11 Things I Learned In 2014
This is article #49 to be published on the Get The Guy blog from my brother Stephen. Steve helped co-write the Get The Guy book and is a wealth of knowledge on dating and relationships.
(Photo: David Joyce)
This year I was lucky enough to be handed a megaphone to shout my opinions to thousands of women in the form of these weekly blog posts.
I knew taking this up was a risk, but I also knew I had to stretch myself: My three aims for the blog were simple:
1. Post every week.
2. Be original (or failing that, useful).
3. Don’t piss off Matt’s audience too much.
The first aim I achieved, despite being kicked off my usual spot for the odd week or two. The second two are for others to judge.
I’m sure there are those who wish it were Matt himself who would take on the task of sitting down to knock out an 800-word article every week, instead of his younger brother.
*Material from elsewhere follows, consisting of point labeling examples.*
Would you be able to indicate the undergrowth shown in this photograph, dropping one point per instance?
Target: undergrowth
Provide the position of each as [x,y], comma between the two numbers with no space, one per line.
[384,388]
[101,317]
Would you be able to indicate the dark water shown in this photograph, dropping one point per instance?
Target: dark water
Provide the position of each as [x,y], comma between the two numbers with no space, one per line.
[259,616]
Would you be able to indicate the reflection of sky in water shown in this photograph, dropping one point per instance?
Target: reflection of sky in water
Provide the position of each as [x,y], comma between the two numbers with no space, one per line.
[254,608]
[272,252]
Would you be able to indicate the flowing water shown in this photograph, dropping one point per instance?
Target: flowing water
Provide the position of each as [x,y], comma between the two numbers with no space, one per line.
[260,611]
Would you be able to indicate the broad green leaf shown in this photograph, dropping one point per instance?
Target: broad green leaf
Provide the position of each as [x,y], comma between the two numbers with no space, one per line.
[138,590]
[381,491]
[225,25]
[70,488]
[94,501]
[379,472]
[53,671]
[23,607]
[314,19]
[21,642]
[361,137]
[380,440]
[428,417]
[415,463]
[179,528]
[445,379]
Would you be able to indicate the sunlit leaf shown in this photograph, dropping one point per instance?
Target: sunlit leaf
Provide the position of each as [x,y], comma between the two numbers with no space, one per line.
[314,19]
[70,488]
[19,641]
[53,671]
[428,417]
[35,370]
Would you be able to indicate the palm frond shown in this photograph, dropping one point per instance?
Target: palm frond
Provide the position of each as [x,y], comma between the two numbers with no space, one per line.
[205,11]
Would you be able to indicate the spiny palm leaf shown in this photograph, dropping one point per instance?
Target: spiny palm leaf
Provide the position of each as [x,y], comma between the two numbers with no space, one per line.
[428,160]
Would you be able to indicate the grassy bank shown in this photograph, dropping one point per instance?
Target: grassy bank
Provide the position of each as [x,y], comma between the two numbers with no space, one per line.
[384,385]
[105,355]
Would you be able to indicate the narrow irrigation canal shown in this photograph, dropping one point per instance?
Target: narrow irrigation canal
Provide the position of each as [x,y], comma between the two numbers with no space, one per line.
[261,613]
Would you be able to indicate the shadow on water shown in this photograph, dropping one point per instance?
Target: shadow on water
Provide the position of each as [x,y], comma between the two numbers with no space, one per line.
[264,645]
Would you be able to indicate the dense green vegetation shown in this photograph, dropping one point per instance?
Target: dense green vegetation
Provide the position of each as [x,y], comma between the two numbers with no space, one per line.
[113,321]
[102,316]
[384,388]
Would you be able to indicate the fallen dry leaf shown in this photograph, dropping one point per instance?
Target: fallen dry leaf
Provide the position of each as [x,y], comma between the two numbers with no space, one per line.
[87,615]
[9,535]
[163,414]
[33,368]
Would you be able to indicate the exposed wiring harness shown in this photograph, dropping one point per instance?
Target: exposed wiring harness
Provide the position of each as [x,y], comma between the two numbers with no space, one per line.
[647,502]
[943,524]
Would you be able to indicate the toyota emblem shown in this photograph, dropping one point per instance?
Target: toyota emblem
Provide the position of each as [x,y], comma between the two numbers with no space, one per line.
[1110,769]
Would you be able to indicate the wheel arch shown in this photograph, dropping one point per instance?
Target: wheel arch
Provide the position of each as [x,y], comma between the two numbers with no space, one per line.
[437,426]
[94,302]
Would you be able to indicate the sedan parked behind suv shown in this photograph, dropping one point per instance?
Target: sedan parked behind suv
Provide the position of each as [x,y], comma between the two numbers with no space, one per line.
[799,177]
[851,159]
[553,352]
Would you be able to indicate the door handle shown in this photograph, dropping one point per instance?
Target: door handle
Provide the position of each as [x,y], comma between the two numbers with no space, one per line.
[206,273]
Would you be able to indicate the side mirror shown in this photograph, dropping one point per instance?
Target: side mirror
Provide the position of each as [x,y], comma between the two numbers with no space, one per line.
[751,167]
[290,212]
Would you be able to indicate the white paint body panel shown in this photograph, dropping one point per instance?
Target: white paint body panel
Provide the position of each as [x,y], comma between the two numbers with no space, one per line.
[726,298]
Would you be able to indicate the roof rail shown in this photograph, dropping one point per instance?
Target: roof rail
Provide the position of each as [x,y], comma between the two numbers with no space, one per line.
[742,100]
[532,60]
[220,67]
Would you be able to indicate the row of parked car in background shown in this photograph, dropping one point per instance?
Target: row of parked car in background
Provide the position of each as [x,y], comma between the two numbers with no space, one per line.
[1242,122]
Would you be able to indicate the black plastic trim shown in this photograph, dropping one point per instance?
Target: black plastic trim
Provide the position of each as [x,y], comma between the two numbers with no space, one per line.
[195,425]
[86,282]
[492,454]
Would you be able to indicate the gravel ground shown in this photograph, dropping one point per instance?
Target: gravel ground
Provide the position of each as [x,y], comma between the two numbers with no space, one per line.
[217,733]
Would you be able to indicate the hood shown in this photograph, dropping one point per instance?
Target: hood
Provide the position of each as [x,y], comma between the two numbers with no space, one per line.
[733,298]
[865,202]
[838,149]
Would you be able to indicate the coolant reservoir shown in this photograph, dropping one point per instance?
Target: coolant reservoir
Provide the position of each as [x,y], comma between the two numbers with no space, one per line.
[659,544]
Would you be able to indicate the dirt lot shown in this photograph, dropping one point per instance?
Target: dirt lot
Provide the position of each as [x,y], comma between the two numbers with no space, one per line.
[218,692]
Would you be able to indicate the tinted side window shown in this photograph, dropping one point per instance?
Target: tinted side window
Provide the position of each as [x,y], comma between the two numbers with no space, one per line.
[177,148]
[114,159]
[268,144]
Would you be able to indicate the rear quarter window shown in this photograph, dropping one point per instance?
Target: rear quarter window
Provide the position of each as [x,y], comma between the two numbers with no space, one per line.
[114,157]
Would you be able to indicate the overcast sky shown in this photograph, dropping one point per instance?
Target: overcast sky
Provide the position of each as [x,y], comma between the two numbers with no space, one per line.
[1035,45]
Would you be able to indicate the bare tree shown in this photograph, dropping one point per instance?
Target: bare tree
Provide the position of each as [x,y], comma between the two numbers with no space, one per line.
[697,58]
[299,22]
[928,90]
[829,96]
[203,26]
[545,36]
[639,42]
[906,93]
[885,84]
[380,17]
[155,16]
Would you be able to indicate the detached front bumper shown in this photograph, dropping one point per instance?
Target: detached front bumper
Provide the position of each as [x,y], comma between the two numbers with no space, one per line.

To which I can only say, on my busier weeks, so do I.
And yet, aside from the occasional end-of-week panic for ideas, and my weird new quirk of bringing notepads with me on dates, writing this blog has made life immeasurably more fun.
At times I’ve scrolled to the bottom of one of my recent articles, especially those I thought controversial when I posted them, and breathed in deeply, expecting a shower of knives and blood.
Instead I’m always been pleasantly surprised by the warm bath of encouraging words about the piece, as well as thoughtful, intelligent and good-spirited debate – there are criticisms that make me think, and compliments that make me blush.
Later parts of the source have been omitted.